Lessons in Small Doses

Finishing my daily aqua-jogging routine for reprieve from sciatica, I make my way to the locker room for a shower.  The room is rather busy, and as I look toward my locker, a man in his 80's is using the locker just beneath mine.  Rather than get in his way, I head to the shower for a long rinse. Afterward, the gentleman is still there, so I bide time by running my shorts through the suit dryer, then weighing myself on the scale across the room. After exhausting everything I can think to do, I approach the man and excuse my reach. He politely moves aside while I grab my belongings.

"Did you have a good workout?" the elder asked.

"It wasn't much of a workout, it was merely some PT to help with my sciatica," I replied.

"Well, I've got Alzheimer's, so we're all dealing with something," he says with a smile.

In an instant, albeit only for a moment, my sciatica was gone. I experienced a similar encounter two weeks earlier when a gentleman using the hot tub exited by climbing out using only his hands to get into his wheelchair. And I am reminded of a dear friend who passed too early, when his wife told me that her running was now "easier" since she spent the past few years mourning his death.

Things are hard, until they are not.

This past weekend, I ran into a friend of mine, Mechele, at the Scary Run.  Mechele has been a runner as long as I can remember and she recently hired a coach to help her become faster, at the ripe young age of 58.  Mechele shared with me that in all the work she does on her own, she rarely includes speed training as part of her workout because, in her own words, “Speed work is hard!” 

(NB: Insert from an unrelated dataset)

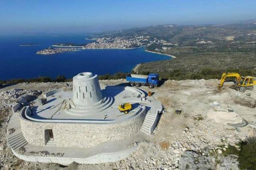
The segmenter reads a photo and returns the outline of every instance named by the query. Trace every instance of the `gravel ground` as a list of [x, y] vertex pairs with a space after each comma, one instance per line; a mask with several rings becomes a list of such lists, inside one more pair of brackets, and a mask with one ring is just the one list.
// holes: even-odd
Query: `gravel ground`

Some people come out of the womb with an ability to run fast, while others take several decades to achieve, or sometimes never at all. At Whisper, beginning runners are reminded that the discomfort they are feeling when running hard is normal and short lived.  This makes me think of the sign I read at the Eugene Half Marathon that read, “If you think time goes by fast, trying running a marathon.” 

Okay, so when you’re in the moment of running, it may seem to take forever, but in the grand scheme of things, i.e., workouts, it really does go by fast. 

Teaching runners how to run hard can be administered in small doses called Intervals.  These are physical lessons of stress and prolonged discomfort, and on the mental side, they are lessons of tolerance and repeated achievement.  Again and again, intervals are practiced, consistency is yearned for, and fitness improves.  In time, intervals are lengthened, and the cycle continues – workouts improve conditioning, which improves confidence, which leads to an enthusiasm for the next practice.  Keep in mind, we only meet for workouts twice each week, so the multiple days of rest between workouts is more than sufficient.

The life lesson.

If there is a silver lining in my bout with sciatica, it’s that six weeks on the shelf has brought healing to my Achilles, something I have not had in 10+ years.  My body says, “Your Achilles needs a prolonged rest, why don’t have lay down for a while,” and I do so as I type this from the floor of my living room.   Stress is part of life, and the valleys callous us for when we are ready to  come out the other end stronger and wiser.

Should one experience sciatica day in, day out, year in, year out?  Hopefully not!  Similarly, easy runs, intervals, fartleks, tempos, and steady-state runs have seasons, and ebbs and flows.  They come in just the right doses at just the right times in just the right order for just the right moment.  Intervals teach us that it is okay to experience stress, and in fact, we should be excited when it arrives!  They provide us strength and confidence and guide us into running experiences we would otherwise never know.